“Huh,” Darrian said as he and his cousin continued slowly chasing—if walking at a sedate rate could be considered chasing—after their younger relatives.
Leerin stopped and glanced back at him. While they’d still been moving slowly, she’d become increasingly intent to track down their cousins and tell them to just give up chasing the trio around the level, because eventually, the groups was going to lose their patience. The kids couldn’t be physically hurt—not too badly, anyways—but that didn’t mean their egos wouldn’t be harmed.
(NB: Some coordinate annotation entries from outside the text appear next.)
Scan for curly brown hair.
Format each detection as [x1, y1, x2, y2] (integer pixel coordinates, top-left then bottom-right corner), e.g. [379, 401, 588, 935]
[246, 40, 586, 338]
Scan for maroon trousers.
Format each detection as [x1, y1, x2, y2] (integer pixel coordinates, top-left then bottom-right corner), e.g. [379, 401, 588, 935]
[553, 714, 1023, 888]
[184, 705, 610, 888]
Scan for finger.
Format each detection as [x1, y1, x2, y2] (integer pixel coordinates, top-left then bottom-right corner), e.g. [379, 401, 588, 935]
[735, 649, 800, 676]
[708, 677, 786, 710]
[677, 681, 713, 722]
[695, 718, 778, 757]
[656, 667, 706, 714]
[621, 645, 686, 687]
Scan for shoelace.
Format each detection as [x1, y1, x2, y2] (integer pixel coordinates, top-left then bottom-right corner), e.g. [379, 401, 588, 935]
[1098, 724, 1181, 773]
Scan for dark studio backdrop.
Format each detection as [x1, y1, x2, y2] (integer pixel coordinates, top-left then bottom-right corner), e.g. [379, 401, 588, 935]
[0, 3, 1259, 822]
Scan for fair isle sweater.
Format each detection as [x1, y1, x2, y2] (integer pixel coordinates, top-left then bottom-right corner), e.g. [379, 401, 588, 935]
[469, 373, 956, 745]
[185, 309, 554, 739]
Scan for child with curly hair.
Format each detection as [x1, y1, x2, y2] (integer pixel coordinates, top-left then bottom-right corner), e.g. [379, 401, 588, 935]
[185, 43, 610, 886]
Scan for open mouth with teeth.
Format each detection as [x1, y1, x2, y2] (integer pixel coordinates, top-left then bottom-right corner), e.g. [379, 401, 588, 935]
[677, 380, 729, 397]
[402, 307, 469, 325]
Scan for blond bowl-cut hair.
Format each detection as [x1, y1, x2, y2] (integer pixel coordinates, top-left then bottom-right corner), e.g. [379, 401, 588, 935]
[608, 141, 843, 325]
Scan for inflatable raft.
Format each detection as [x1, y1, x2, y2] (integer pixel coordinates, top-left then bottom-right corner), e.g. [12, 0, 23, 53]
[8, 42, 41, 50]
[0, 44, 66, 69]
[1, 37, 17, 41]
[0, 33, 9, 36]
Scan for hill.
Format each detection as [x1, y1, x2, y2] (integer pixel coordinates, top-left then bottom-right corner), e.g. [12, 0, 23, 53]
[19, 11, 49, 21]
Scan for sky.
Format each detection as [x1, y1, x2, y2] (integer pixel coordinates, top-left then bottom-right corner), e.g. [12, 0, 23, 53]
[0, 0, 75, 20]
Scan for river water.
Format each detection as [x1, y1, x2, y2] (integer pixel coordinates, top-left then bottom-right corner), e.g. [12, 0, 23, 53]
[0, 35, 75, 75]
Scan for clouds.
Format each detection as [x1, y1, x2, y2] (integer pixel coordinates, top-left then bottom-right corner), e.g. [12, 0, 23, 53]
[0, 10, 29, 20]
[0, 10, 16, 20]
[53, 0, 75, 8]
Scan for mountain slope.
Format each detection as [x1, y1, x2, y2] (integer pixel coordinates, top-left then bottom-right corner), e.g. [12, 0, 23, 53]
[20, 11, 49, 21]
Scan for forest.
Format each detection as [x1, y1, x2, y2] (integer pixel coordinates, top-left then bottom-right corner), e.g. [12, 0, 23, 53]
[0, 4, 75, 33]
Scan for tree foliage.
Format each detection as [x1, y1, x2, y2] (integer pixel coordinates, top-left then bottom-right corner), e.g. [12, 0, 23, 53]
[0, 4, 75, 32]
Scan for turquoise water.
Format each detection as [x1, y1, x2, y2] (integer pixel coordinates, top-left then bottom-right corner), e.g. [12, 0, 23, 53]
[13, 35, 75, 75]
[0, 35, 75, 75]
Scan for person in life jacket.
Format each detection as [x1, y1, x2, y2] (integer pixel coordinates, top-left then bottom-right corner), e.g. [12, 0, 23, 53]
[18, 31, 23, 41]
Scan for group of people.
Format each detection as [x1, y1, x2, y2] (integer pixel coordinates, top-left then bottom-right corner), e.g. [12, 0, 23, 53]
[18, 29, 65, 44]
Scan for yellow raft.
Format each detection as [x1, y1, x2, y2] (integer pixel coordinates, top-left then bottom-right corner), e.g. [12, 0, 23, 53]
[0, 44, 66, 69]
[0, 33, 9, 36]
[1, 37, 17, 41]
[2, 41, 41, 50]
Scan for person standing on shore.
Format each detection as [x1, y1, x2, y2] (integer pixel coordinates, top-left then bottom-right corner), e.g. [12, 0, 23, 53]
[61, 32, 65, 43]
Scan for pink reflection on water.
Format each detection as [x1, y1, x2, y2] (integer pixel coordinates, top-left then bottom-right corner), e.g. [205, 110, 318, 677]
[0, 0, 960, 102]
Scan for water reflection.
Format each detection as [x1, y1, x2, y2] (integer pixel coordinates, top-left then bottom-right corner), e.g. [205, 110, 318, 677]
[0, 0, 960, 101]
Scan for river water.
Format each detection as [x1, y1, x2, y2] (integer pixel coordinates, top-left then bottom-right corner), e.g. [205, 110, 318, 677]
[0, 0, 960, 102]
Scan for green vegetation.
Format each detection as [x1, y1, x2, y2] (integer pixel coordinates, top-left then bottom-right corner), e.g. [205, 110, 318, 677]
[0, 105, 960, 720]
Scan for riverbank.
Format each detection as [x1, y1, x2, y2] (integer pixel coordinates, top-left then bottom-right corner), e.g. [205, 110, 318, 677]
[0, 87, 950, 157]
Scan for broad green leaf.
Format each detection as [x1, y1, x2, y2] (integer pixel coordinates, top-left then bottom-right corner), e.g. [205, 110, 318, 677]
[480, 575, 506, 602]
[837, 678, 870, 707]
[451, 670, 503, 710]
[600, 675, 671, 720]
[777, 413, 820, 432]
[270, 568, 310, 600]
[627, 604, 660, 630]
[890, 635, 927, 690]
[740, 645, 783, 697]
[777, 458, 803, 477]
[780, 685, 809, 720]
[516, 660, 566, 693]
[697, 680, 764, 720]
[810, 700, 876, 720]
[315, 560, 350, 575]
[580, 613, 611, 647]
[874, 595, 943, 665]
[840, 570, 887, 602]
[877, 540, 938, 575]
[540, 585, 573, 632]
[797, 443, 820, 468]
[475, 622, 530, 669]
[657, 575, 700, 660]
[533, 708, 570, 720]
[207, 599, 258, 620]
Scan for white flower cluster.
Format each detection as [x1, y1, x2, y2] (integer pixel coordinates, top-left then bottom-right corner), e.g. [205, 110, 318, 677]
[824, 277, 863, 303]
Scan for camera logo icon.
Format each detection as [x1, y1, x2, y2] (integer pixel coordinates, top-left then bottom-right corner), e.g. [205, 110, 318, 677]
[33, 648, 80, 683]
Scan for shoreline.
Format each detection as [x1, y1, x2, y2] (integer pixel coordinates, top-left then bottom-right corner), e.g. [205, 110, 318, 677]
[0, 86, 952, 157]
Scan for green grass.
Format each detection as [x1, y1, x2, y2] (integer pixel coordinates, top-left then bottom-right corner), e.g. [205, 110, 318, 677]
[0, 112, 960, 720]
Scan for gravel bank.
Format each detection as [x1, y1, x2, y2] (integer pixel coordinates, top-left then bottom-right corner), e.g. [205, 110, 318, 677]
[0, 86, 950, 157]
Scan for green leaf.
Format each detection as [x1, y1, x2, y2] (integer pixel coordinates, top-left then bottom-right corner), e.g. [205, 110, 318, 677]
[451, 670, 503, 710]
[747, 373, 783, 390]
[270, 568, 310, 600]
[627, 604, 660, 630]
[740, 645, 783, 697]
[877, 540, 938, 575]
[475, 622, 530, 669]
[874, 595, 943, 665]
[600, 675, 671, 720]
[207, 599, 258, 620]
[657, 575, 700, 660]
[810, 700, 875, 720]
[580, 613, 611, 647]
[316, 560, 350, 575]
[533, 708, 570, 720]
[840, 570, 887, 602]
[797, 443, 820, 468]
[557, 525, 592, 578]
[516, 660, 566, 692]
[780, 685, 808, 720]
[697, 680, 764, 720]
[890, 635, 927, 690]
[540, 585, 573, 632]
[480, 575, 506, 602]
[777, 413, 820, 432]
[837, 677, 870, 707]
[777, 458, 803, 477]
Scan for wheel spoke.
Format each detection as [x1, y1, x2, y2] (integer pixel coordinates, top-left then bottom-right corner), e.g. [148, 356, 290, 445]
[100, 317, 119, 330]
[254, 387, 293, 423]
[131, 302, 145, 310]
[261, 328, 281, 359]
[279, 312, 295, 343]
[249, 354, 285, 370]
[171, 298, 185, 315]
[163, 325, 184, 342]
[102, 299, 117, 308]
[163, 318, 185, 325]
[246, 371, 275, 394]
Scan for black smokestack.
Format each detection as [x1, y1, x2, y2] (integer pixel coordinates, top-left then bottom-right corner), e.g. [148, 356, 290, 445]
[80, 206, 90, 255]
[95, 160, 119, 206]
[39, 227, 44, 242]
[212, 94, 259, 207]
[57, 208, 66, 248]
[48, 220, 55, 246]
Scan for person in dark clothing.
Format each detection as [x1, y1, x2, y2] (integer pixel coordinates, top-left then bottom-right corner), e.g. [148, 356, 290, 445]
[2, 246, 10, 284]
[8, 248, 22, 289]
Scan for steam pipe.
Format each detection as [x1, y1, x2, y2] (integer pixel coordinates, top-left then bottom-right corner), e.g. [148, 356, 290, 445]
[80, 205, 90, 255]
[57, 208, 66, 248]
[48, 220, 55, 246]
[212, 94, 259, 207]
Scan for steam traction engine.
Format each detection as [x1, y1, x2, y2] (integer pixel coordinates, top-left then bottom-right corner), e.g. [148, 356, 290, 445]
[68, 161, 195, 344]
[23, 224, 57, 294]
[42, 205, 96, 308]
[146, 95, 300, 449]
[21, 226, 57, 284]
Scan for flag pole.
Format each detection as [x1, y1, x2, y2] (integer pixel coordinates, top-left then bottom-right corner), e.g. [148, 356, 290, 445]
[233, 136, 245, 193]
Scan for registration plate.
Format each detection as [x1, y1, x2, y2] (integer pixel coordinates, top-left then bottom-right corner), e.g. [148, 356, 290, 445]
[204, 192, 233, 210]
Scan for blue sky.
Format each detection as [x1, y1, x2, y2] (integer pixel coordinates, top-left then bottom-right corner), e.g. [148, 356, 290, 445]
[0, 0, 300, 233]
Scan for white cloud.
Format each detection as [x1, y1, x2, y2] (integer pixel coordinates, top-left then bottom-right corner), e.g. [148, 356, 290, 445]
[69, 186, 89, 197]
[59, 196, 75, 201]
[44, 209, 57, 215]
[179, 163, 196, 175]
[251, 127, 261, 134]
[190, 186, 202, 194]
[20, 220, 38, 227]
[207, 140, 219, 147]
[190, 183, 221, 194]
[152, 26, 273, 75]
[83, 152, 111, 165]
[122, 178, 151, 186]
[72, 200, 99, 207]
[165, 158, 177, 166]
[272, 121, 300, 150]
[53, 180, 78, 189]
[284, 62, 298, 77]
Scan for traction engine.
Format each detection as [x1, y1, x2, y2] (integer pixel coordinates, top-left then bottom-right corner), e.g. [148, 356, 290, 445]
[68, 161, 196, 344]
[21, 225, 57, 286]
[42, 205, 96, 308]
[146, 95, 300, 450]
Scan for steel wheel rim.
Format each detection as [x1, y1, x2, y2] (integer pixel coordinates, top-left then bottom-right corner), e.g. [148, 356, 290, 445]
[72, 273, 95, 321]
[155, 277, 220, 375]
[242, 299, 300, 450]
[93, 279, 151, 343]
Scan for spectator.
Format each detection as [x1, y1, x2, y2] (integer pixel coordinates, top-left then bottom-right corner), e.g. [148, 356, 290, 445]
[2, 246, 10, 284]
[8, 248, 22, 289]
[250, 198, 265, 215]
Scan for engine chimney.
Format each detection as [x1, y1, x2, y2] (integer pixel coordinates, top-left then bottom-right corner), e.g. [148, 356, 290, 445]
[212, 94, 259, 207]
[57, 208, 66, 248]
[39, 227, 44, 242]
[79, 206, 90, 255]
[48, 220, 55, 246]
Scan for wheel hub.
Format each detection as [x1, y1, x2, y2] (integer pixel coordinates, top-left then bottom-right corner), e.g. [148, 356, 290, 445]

Leerin didn’t want their egos hurt. Darrian didn’t give a shit.
The brats were annoying, most of the leaning into prejudice more and more each time they were forced to see them. As if their shitty views and personalities weren’t bad enough, so one in their family had the sense to tell them to stop being little fucks about
anything
, and he doubted anything the trio would do could too badly affect them. He really wished it would. One day, the lack of discipline their cousins were being given would catch up with them. Something terrible would happen, and it would be their parents’ fault for never being proper parents. Not that his or Leerin’s parents were any better.
“Apparently, the message wasn’t a mistake,” he told Leerin, reading over Emilia’s message again, his lips quirking when a picture of her hanging off someone’s arm, lips pulled into a pout, popped up behind it. “She sent a picture. She looks good,” he added, letting his cousin take a peek at the picture.
“Boyfriend?”
“Who knows. If it is, hopefully he’s better than the colonel,” he said, immediately regretting his words—not because they weren’t true, but because it was a touchy subject between them.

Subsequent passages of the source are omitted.